Price Realized: $ 40,000
?Final Price Realized includes Buyer’s Premium added to Hammer Price
Estimate: $ 20,000 - $ 30,000
MAURITS C. ESCHER
Day and Night.

Color woodcut printed in black and gray on tissue-thin laid Japan paper, 1935. 391x677 mm; 15 3/8x26 5/8 inches, full margins. Signed and inscribed "eigendruk" in pencil, lower margin. A superb impression.

Escher (1898-1972) was born in the Netherlands and studied at the School of Architecture and Decorative Arts in Haarlem. Despite his father, who was an engineer, encouraging him to pursue architecture, Escher chose to focus his education on graphic art. Between 1924 and 1935, having completed his studies and married Jetta Umiker, Escher lived in Rome and traveled throughout Italy where he was inspired to create many of his most iconic works. Working concurrently with, but outside of, the myriad avant-garde art circles of the 1920s and 1930s, Escher maintained an independent style rooted in architectural and mathematical riddles. Though his unique work led to popular acclaim, Escher's oeuvre was not immediately accepted in the art world. He was awarded his first retrospective in his native Netherlands only at the age of 70. Today, however, his images are some of the most widely-reproduced of his time.

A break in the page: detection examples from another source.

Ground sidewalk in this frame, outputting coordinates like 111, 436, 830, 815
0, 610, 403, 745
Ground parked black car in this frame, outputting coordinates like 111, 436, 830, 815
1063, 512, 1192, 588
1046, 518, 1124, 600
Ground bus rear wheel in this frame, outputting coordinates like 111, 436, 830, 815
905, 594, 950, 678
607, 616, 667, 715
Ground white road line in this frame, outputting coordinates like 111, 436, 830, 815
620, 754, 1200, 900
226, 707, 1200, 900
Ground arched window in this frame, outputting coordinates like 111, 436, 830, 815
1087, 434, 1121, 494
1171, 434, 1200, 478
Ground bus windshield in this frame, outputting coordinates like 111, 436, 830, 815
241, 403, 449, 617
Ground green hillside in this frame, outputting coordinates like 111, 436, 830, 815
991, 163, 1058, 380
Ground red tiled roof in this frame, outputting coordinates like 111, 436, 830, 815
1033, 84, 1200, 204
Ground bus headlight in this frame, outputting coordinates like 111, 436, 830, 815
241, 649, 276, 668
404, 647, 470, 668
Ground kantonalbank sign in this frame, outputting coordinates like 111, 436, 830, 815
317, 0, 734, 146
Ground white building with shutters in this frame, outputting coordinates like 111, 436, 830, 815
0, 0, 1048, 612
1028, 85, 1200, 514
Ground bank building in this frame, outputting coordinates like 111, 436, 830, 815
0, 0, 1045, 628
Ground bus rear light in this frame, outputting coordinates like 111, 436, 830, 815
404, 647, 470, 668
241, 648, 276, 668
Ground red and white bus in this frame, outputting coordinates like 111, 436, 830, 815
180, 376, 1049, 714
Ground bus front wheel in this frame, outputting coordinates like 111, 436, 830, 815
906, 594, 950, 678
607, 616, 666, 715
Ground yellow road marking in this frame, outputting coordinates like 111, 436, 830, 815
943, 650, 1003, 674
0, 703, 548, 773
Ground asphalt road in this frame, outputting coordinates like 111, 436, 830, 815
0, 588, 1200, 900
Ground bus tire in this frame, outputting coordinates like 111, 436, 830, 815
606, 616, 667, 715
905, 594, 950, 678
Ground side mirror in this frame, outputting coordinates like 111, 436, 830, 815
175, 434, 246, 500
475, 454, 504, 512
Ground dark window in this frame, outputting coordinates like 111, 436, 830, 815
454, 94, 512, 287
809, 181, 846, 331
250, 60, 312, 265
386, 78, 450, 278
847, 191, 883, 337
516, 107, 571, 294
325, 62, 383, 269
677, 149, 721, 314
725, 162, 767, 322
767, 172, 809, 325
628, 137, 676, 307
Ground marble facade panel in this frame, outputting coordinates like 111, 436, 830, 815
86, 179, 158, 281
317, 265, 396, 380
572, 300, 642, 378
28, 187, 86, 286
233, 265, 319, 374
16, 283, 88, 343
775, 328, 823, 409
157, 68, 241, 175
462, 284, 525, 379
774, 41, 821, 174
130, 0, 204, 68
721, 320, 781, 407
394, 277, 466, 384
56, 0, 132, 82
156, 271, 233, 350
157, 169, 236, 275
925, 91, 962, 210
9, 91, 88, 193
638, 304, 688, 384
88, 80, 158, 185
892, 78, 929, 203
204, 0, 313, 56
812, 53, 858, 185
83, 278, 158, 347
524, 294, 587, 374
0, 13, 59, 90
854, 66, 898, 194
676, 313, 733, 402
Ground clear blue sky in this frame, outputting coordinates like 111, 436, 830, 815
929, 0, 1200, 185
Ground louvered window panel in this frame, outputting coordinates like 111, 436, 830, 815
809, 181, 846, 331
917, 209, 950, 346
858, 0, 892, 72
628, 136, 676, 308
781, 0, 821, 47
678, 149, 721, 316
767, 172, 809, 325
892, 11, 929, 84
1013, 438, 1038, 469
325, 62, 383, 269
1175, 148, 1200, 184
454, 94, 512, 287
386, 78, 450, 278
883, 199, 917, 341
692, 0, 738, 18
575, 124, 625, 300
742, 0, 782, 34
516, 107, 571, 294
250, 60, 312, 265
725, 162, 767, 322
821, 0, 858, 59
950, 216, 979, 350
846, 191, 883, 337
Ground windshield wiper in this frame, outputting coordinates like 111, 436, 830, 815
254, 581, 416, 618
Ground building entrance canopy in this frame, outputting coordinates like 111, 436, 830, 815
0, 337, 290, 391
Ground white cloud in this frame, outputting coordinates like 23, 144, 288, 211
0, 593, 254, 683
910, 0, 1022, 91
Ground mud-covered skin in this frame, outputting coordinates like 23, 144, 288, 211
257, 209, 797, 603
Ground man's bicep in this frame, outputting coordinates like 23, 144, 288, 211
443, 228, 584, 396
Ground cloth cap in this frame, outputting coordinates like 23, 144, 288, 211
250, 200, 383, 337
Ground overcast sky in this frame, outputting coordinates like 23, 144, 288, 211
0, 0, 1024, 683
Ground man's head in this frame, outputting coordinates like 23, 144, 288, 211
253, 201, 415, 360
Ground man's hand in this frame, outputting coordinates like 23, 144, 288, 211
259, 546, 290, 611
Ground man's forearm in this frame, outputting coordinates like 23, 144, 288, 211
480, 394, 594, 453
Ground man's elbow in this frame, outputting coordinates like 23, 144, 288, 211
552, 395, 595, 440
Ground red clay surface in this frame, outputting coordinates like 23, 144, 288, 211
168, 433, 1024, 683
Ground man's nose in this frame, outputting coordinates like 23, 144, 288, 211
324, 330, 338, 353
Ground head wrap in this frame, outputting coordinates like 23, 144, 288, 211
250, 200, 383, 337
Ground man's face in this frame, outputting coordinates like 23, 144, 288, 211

Escher was first and foremost a printmaker, creating hundreds of lithographs and woodcuts over the course of his career. He experimented with fantastically impossible architectural renderings and tessellations after a 1922 visit to the sprawling Moorish palace La Alhambra in Granada, Spain. Escher wrote of the interest, "It remains an extremely absorbing activity, a real mania to which I have become addicted, and from which I sometimes find it hard to tear myself away." Utilizing mainly black, white and grays, Escher emphasized the geometric components of his prints. Day and Night is one of Escher's master woodcuts in which he executes tessellations, curvilinear perspective and illusive composition, a "bird's-eye" view of a panoramic "yin and yang" river landscape. A superb impression. Bool 303.